While caret handles the out-of-sample error estimation through
cross-validation, you can still use the predict()
function
to get predictions on new data. For demonstration purposes, we’ll
predict on the original data_df
, but in a real-world
scenario, this would be a completely separate test set.
# Make predictions on the original data (for demonstration)
# In a real scenario, you would predict on new, unseen test data.
# Predictions from Ridge model
ridge_predictions <- predict(ridge_caret, newdata = data_df)
cat("\nFirst 5 Ridge predictions:\n")
First 5 Ridge predictions:
print(head(ridge_predictions))
1 2 3 4 5 6
30.26572 25.02806 30.53628 28.96496 28.41959 25.56159
# Predictions from Lasso model
lasso_predictions <- predict(lasso_caret, newdata = data_df)
cat("\nFirst 5 Lasso predictions:\n")
First 5 Lasso predictions:
print(head(lasso_predictions))
1 2 3 4 5 6
30.21874 25.05759 30.65066 28.77710 28.12243 25.38625
# Evaluate performance (e.g., RMSE) on the training data
# (Again, in practice, do this on a separate test set)

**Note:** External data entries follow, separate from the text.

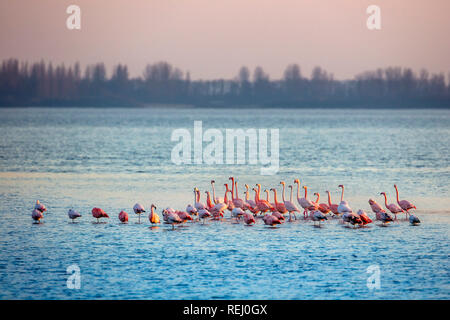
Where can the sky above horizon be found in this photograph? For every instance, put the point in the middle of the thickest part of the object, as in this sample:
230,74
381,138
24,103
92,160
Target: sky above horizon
214,38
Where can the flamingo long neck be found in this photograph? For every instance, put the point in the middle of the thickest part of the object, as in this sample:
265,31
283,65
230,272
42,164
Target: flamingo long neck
208,199
256,195
232,188
225,198
214,191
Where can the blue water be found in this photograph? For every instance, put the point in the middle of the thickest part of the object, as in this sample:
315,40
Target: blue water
113,158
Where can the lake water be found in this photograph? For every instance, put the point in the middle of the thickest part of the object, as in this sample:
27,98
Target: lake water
113,158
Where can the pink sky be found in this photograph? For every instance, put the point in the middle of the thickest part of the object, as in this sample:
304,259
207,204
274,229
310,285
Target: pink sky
214,38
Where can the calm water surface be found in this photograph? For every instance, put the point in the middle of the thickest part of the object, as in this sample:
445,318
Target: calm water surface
112,158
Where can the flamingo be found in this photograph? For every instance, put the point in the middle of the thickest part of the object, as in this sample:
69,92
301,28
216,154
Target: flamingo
99,213
123,216
138,209
376,208
393,208
236,201
209,203
268,200
37,215
271,220
333,207
184,216
322,207
262,205
249,219
303,202
215,199
384,217
191,210
351,217
203,214
73,215
414,220
364,217
404,204
252,203
343,206
279,206
237,213
39,206
318,216
173,219
227,201
253,209
198,205
289,205
215,209
153,216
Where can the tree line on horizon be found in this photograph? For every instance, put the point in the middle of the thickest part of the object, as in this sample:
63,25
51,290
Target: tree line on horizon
41,84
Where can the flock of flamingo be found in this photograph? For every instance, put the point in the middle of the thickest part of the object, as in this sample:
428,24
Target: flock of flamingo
248,211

ridge_rmse <- sqrt(mean((data_df$medv - ridge_predictions)^2))
lasso_rmse <- sqrt(mean((data_df$medv - lasso_predictions)^2))
cat("\nRMSE for Ridge (on training data):", ridge_rmse, "\n")
RMSE for Ridge (on training data): 4.734318
cat("RMSE for Lasso (on training data):", lasso_rmse, "\n")
RMSE for Lasso (on training data): 4.684567
# Compare coefficients (Lasso's sparsity vs Ridge's shrinkage)
cat("\n--- Coefficients from Lasso (best lambda) ---\n")
--- Coefficients from Lasso (best lambda) ---
print(coef(lasso_caret$finalModel, s = lasso_caret$bestTune$lambda))
14 x 1 sparse Matrix of class "dgCMatrix"
s1
(Intercept) 22.5328063
crim -0.8364201
zn 0.9551219
indus .
chas1 0.6809208
nox -1.8755555
rm 2.7219580
age .
dis -2.9166593
rad 2.1553510
tax -1.6200257
ptratio -2.0093438
b 0.8212497
lstat -3.7311343
cat("\n--- Coefficients from Ridge (best lambda) ---\n")
--- Coefficients from Ridge (best lambda) ---
print(coef(ridge_caret$finalModel, s = ridge_caret$bestTune$lambda))
14 x 1 sparse Matrix of class "dgCMatrix"
s1
(Intercept) 22.5328063
crim -0.7532606
zn 0.7622018
indus -0.2607184
chas1 0.7365273
nox -1.3804925
rm 2.8184140
age -0.1050366
dis -2.3560256
rad 1.3385674
tax -0.9692660
ptratio -1.8509951
b 0.8283859
lstat -3.3736074
Notice how Lasso has driven some coefficients exactly to zero, performing feature selection, while Ridge has shrunk them but kept them non-zero.